To the Lighthouse and Ubik were two other novels I read last year that I’ll never forget. In their own radical — and radically different — ways, they both reconfigured how I see the world. But I’m a firm believer in the objectivity of subjectivity, in picking winners, aesthetic contests, ranking works of art. I had to go with The Anatomy Lesson, for reasons above. Condolences to the ghosts of Mrs. Woolf and Mr. Dick.
Of stuff published last year, the New York Review Daily put out my favorite short piece of writing, Alma Guillermoprieto’s obituary for Javier Valdez, Mexico: A Voice Against the Darkness. “Yet another journalist has been murdered in Mexico,” it begins, “It was the usual pattern…”
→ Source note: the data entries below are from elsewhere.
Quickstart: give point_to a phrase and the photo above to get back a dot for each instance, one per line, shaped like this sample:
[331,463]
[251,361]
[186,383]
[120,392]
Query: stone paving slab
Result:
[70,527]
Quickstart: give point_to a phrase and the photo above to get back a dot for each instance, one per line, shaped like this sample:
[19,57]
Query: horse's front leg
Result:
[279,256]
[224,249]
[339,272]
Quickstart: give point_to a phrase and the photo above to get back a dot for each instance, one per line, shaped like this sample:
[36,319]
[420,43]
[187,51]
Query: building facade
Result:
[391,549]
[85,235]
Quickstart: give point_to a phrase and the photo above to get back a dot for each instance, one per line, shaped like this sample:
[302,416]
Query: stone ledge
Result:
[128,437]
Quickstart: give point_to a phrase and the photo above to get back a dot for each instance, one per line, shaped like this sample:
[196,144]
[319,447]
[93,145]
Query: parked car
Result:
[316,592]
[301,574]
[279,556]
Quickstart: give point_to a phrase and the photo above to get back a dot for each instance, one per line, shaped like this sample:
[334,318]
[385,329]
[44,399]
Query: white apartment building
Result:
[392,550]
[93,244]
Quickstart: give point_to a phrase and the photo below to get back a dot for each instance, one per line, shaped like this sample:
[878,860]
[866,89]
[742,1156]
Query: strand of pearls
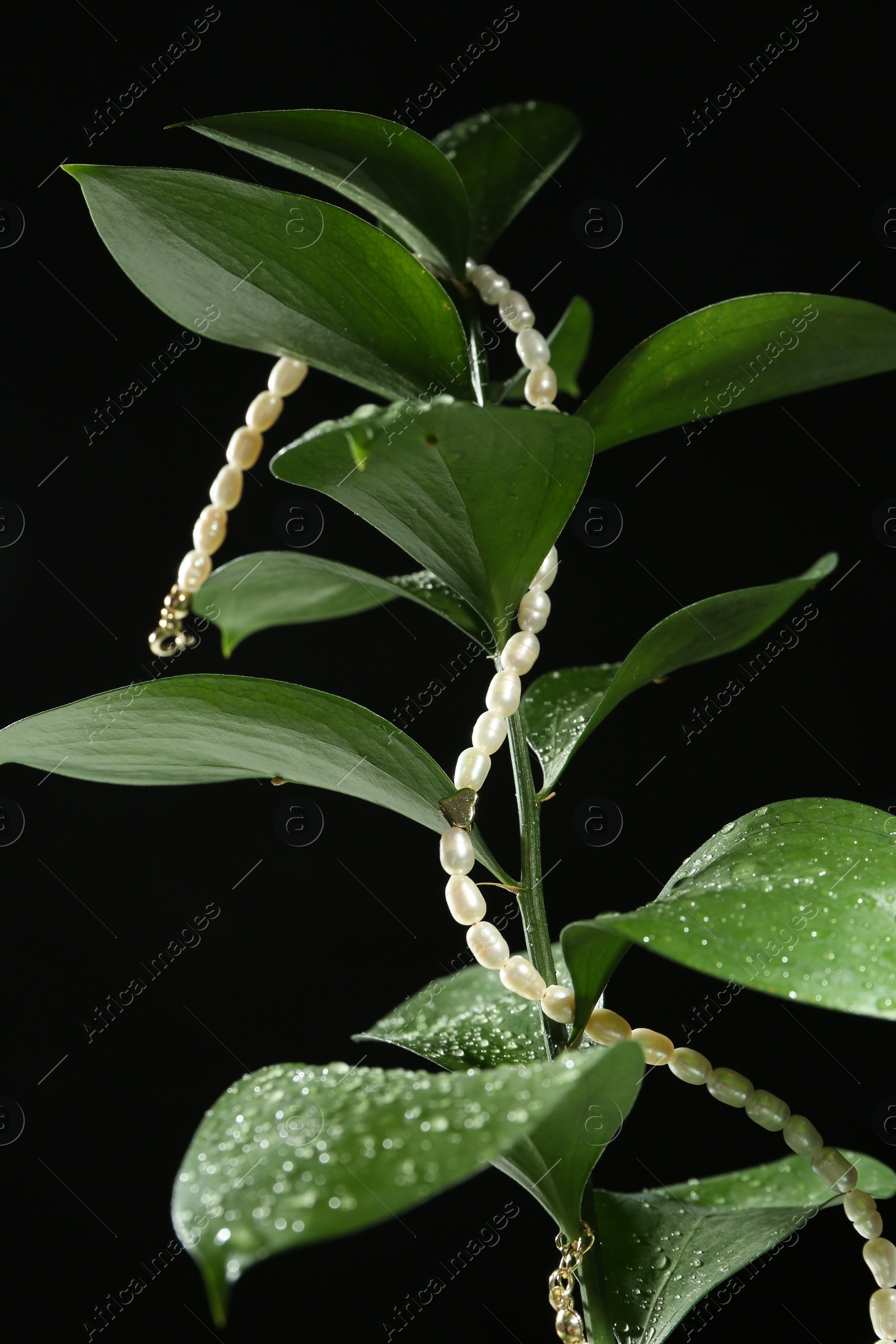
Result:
[226,491]
[464,897]
[801,1136]
[531,346]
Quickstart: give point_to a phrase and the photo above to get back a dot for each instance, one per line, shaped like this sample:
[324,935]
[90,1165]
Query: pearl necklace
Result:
[211,526]
[517,975]
[464,897]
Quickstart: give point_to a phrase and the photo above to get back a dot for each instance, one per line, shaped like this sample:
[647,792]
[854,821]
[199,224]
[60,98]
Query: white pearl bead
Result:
[730,1086]
[883,1312]
[880,1257]
[472,768]
[533,348]
[606,1027]
[264,410]
[872,1225]
[523,979]
[456,850]
[547,572]
[487,945]
[481,273]
[802,1136]
[465,899]
[540,386]
[489,731]
[210,530]
[515,311]
[287,375]
[689,1065]
[834,1170]
[657,1049]
[227,488]
[767,1110]
[559,1005]
[493,290]
[245,447]
[859,1205]
[194,570]
[503,696]
[520,652]
[535,609]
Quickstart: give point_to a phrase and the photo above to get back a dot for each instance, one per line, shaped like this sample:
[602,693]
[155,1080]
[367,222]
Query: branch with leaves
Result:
[476,491]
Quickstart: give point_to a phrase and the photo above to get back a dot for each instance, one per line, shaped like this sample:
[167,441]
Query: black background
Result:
[301,955]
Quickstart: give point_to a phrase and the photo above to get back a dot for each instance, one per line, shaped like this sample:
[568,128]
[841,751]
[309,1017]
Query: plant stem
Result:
[531,899]
[593,1284]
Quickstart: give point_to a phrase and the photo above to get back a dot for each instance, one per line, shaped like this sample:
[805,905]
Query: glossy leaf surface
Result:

In a few hundred words, Guillermoprieto pulls off a writerly maneuver that never fails to impress me, no matter how often I come across it, one I tend (thanks to a particular undergraduate course) to associate with Latin American writers — Borges, Cortazar, and Garcia Marquez — although I think Zadie Smith in her novels and the movie The Social Network pull it off, too: She says what’s going to happen up front, but when she reaches the end, still manages to make the foregone conclusion — in this case, Valdez’s murder —genuinely shocking. In this case, it restores some of the due horror to the banality of “yet another journalist” being killed. It also makes the reader feel something akin, I imagine, to what Guillermoprieto felt when she learned about the Valdez’s death for herself — the shock of the inevitable.